On reparle beaucoup de la version Netflix de A l’Ouest, rien de nouveau, célébré par les BAFTA en Grande-Bretagne et attendue aux Oscars. Mais ce remake mérite-t-il autant d’attention ?
Je ne devais pas avoir bien plus que dix ans quand mon père, obsédé par les « films de guerre » m’emmena voir au cinéma où il était ressorti le film de Lewis Milestone, datant de 1930, All Quiet on the Western Front. Pour moi, ce furent 2h30 de terreur, de souffrance, d’ennui, qui faillirent le dégoûter du cinéma à jamais. Mais peut-être cette épreuve, dont je garde encore vivace, au fond de ma mémoire, le souvenir traumatisé, contribua-t-elle aussi à faire de moi un farouche adversaire de toute guerre… un foutu pacifiste ? Ce qui, quelque part, était l’objectif de l’écrivain allemand Eric Maria Remarque lorsqu’il écrivit son chef-d’œuvre, Im Westen nichts Neues, en 1929, dix ans seulement après la défaite allemande de la Première Guerre Mondiale. On a d’ailleurs à moitié oublié que ce livre, un best-seller de son époque, fut l’un des premiers à être brûlé en 1933 à l’arrivée des Nazis au pouvoir.
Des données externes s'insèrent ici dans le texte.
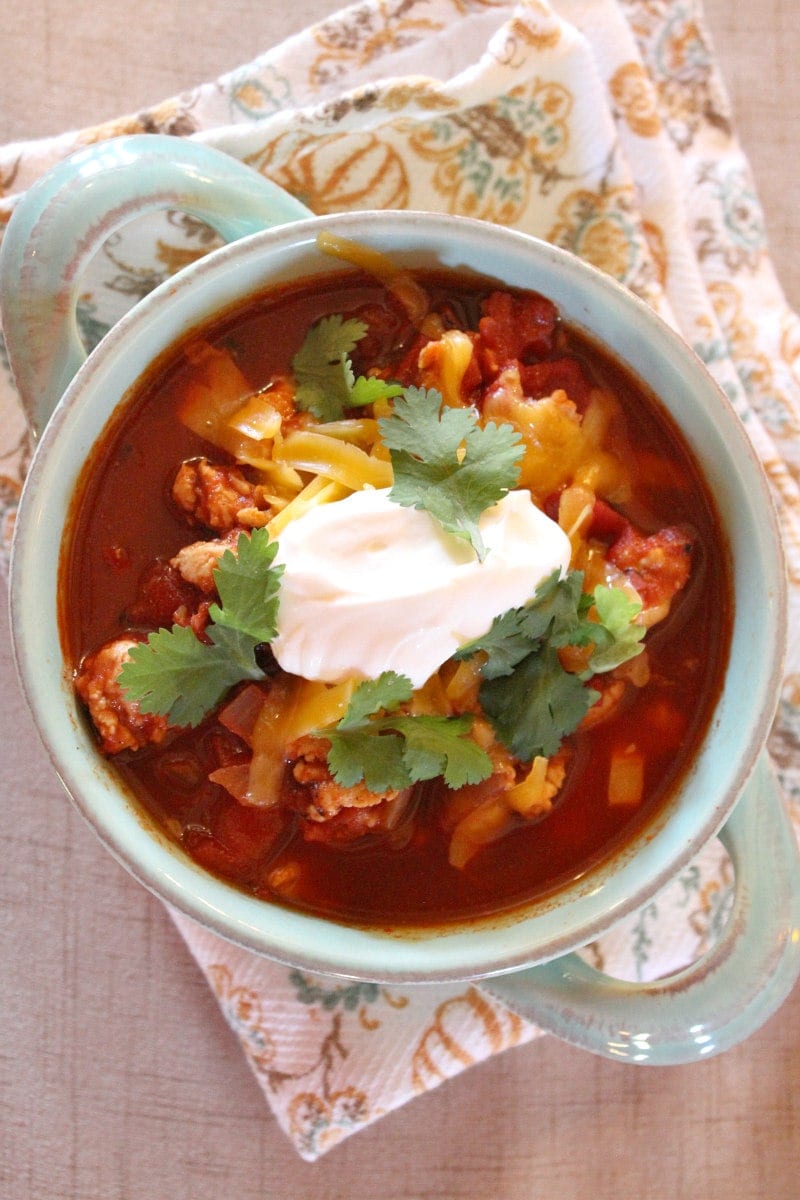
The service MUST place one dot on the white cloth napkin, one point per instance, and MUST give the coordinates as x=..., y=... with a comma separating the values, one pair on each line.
x=602, y=126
Bref, d’une part vous avez un texte pacifiste essentiel du XXème siècle, et une première version cinématographique considérée comme définitive, et de l’autre l’idée un peu saugrenue de refaire une adaptation – en fait assez lointaine, comme si réutiliser le titre du livre suffisait à établir la crédibilité du film – de A L’Ouest Rien de Nouveau, qui plus est en co-production germano-britannique et états-unienne. Et au milieu, il y a moi, qui n’ait pas besoin depuis mes dix ans de m’infliger à nouveau l’histoire désespérante d‘un jeune allemand emporté dans l’enfer de la guerre des tranchées, dont nous assistons aux efforts pour survivre alors qu’on est en novembre 1918, à quelques jours, puis heures, puis enfin minutes de la signature de l’armistice (le 11/11 à 11 heures du matin, pour ceux qui l’ignoreraient…).
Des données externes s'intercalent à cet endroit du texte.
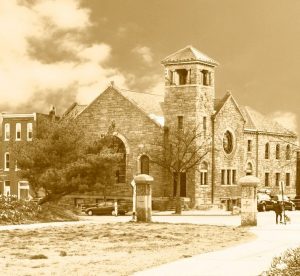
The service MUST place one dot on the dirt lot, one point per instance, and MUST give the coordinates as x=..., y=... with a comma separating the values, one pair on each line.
x=109, y=249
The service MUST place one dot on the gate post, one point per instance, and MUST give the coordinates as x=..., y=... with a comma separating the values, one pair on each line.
x=143, y=197
x=248, y=200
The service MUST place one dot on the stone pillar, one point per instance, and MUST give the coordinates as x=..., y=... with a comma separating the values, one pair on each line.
x=248, y=200
x=143, y=197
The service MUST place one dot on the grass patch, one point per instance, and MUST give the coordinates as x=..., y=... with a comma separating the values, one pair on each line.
x=112, y=249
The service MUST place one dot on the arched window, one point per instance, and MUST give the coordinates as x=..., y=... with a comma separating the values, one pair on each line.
x=288, y=152
x=203, y=173
x=277, y=151
x=267, y=151
x=144, y=160
x=249, y=169
x=119, y=147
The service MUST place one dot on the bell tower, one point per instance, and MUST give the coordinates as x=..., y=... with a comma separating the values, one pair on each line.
x=189, y=89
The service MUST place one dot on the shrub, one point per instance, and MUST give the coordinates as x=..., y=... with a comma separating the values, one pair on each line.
x=14, y=211
x=286, y=264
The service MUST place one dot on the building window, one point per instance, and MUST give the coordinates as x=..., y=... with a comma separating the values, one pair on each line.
x=203, y=174
x=287, y=179
x=18, y=131
x=206, y=77
x=180, y=122
x=228, y=142
x=223, y=172
x=233, y=176
x=249, y=169
x=277, y=179
x=29, y=131
x=288, y=152
x=267, y=179
x=6, y=161
x=182, y=184
x=6, y=188
x=277, y=151
x=204, y=125
x=229, y=177
x=267, y=151
x=7, y=132
x=182, y=76
x=249, y=145
x=144, y=164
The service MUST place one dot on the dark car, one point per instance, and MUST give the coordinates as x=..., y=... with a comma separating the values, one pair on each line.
x=288, y=204
x=264, y=202
x=108, y=209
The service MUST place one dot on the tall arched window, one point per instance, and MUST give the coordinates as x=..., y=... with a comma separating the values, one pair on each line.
x=119, y=147
x=267, y=151
x=277, y=151
x=144, y=160
x=203, y=173
x=288, y=152
x=249, y=169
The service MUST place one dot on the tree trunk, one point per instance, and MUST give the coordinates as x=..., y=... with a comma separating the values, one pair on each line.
x=178, y=201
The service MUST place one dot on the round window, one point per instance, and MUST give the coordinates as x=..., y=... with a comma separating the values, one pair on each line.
x=228, y=142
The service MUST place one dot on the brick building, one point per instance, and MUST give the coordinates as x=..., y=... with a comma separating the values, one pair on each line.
x=243, y=140
x=16, y=128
En fait, cette nouvelle version ne souffre pas de défauts réellement rédhibitoires, même si l’on peut rapidement déplorer un excès d’esthétisme déplacé (mais Mendes a fait bien pire avec son 1917 que les jeunes générations portent pourtant aux nues)… Et puis il y a surtout cette sorte d’atonalité de son scénario, où le fait que les personnages soient ballotés par l’Histoire sans jamais pouvoir avoir prise sur leur destin n’est jamais transcendé en une question ni existentielle, ni même réellement politique.
En fait le problème du film d’Edward Berger est bel et bien qu’il vient après les Sentiers de la Gloire (Kubrick) et après Croix de Fer (Peckinpah), qui ont déjà tout dit de l’horreur de la hiérarchie militaire, des va-t’en guerres inhumains qui conduisirent à la mort des millions de jeunes gens dans une boucherie immobile. Donc tous les passages, assez conventionnels, qui montrent l’obscénité du leadership politique et militaire, ne nous apprennent rien de nouveau, et semblent réellement inutiles, malgré les efforts de Daniel Brühl pour introduire un peu de passion là-dedans… On pourra louer en revanche le réalisme effroyable des nombreuses scènes de bataille, immersives et éprouvantes, même si elles n’atteignent pas encore la force de celles, inoubliables, du débarquement allié de Saving Private Ryan : n’est pas Spielberg qui veut !
Au final, on se retrouve devant un film qui parle – alors qu’elle est revenue en Europe – de l’horreur absolue de la guerre, mais qui est trop long, finalement peu impliquant ni émotionnellement, ni intellectuellement, et vaguement inutile. Que cette production Netflix de prestige vienne de recevoir de nombreuses récompenses aux BAFTAs, et soit nominée aux Oscars, fait qu’on peut avoir envie d’y venir ou d’y revenir…
Mais ce retour à l’actualité ne signifie nullement qu’il s’agisse d’un film important, ni même particulièrement réussi. Autant regarder le classique de Milestone ou, mieux encore, lire le livre.